My hair is an absolute rats nest from the combination of dry air and being subjected to my hat for the last three days. I lose 1/2 of my hair in an attempt to get through it.
This is our first opportunity to experience a hot shower so we go for it. Unfortunately, the shower is trickling and is scalding hot. This leaves the back side of your body on fire and the front side like ice because the air is below freezing. I actually manage to scald my bum but sure as hell don't investigate
at the time because it's a mad rush to clothe as soon as possible after getting out of there. It's a miracle that my Nepali hair dryer works in the plug. Tahmeena and I use the opportunity to dry our hair, hands, faces, and feet in a desperate attempt to get and stay warm. It works while the dryer is on at least.
We're hungry. There is rice porridge on the menu at this little food place, but they don't have it available. What a tease. With porridge on our minds, we comb town on a grand porridge hunt but to no success. We end up back at the place where we started admit defeat. We go for veg fried rice as an alternative, and it actually ends up being quite tasty. So not 100% disappointed.
We walk to town for our first monastery tour. The place is huge, with thousands of monks calling it home. It was built in the 1400s, before America was established as a country as we now know it. The place is home to the largest bronze statue in the world, and is of the Future Buddha. Each of the temples have vast
yak butter offerings in which wicks are placed and lit. So the yak butter acts as a fuel. Interesting. In the temples, you must also remove your hats (problem), and not take any photos unless you're willing to pay 1500 Yuan ($200). Okay now that's a bit ridiculous.

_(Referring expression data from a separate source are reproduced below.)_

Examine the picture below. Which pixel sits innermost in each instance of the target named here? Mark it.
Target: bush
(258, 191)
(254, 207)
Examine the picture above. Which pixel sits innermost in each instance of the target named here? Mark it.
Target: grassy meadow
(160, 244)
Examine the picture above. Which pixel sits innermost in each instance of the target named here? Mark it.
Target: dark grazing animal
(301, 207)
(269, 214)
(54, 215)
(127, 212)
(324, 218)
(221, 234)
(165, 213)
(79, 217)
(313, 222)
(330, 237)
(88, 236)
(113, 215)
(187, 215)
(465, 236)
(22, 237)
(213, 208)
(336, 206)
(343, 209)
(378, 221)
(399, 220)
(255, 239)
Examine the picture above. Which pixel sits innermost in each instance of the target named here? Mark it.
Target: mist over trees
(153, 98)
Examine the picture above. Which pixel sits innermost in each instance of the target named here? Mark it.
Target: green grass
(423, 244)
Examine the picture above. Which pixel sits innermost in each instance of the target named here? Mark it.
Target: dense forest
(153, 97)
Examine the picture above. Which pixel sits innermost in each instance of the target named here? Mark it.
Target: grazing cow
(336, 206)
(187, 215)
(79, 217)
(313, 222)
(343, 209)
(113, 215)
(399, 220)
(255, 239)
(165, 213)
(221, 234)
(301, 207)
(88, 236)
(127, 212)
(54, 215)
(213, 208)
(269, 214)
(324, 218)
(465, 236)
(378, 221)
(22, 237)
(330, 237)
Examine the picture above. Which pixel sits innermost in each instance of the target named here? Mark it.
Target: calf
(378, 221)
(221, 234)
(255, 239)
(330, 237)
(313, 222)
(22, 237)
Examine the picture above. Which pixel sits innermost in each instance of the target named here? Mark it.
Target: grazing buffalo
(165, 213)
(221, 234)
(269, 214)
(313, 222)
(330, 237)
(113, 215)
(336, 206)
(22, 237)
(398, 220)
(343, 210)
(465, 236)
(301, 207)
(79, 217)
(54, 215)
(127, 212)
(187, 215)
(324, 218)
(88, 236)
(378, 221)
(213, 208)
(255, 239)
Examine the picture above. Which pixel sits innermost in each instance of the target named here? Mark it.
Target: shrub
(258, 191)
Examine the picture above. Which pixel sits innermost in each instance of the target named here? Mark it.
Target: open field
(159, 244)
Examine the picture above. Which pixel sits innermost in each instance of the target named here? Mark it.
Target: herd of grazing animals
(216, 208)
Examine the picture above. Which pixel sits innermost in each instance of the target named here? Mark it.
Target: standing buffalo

In the temples, people provide different types of offerings to the buddhas for different types of good luck. At one point, we pass through a very dark tunnel in which you cannot see a thing, in which you simply have to trust yourself. There are also many narrow passageways. There happens to be a monk meeting while we are there, in which the monks are outfitted in funny Renaissance-type gear.
The time comes to head out but you are only supposed to traverse the campus clockwise, or you'll be doomed with bad luck. We cannot immediately find a clockwise exit so hang about for a bit hoping for some sort of divine intervention. No such luck. Eventually, we sniff out a route along the perimeter of the monastery where we run into the cleanup crew- lots of little people with lots of little brooms.
In town, I pick up
the best slippers known to mankind. My feet were cold but they shall be no longer. The Tibetan shops sell lots of beads, knick-knacks, oriental coats, socks, and long underwear. Everyone stares at us as if they've never seen white people before- we're such a novelty! However, they're also very friendly- smiling and saying hello in Tibetan. There are monks out shopping, jesting with one another, smiling a lot- very laid back in general, who knew?
We desperately need heat, food and tea and eventually come across this big place with a proper heater where I'm served the largest spring rolls of all time (aren't they supposed to be small?). Back in the cold room, we are shaking. In the middle of the night, I manage to lose my extra cover, get completely tangled in my sleeping bag, and cannot get any oxygen with my face covered. Was a battle of a night.